MacPorts on multiple Macs

Rodolfo Aramayo raramayo at gmail.com
Sat Oct 13 10:04:15 PDT 2012


On Sat, Oct 13, 2012 at 10:19 AM, Ryan Schmidt <ryandesign at macports.org> wrote:
>
> On Oct 13, 2012, at 10:10, Rodolfo Aramayo wrote:
>
>> Buildbots are great and welcome and can produce binaries that can be
>> reliable used in different machines of the same 'uname -m'
>> architecture
>
> Our binaries are tagged with the architecture. Currently we only have binaries for x86_64.
>
>> BUT MacPorts is more than that
>> MacPorts does interact with directories outside '/opt/local' like the
>> '/Users/Applications/MacPorts'
>
> The default applications_dir is /Applications/MacPorts (not /Users/Applications/MacPorts). If you've changed applications_dir (or prefix or frameworks_dir) from its default, then MacPorts will not try to use the pre-built binaries.

My bad. I meant to say: '/Applications/MacPorts'


>
>> And Macport cannot control UIDs which are locally assigned in most cases
>
> My understanding is that it should not matter if the UID of a particular user is different on your machine than it was on the buildbot machine.
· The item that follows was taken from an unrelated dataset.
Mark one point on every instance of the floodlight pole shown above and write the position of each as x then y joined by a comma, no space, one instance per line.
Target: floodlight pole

Things are matched up by username, not user ID.

Which should work fine unless the user account is authenticated by a
central server...But I guess that if the MacPorts user is created
locally it should be OK

>
>> A 'normal' user who would just rsync directories within machines
>> without taking, for example, UIDs into consideration can potentially
>> inadvertently create all sorts of 'invisible' issues
>
> Ah yes now I see what you mean. I'm not familiar enough with rsync to be able to comment on that specifically but I can see how it would be a problem. Which reinforces the idea that you shouldn't try to be tricky and duplicate a MacPorts installation; instead you should install ports on each system as usual.

Amen to that...;;))


--R
>
>> and although
>> using the rsync parameter "rsync --chmod=ugo=rwX" which assigns the
>> same UIDs to files as the target directory, could work, personally I
>> have not tested this on 'live' MacPorts deployments
>> Unfortunately we do do have ways to testing these 'protocols' without
>> having to allocate significant amounts of resources AND time
>> I wonder if virtualization could help..............???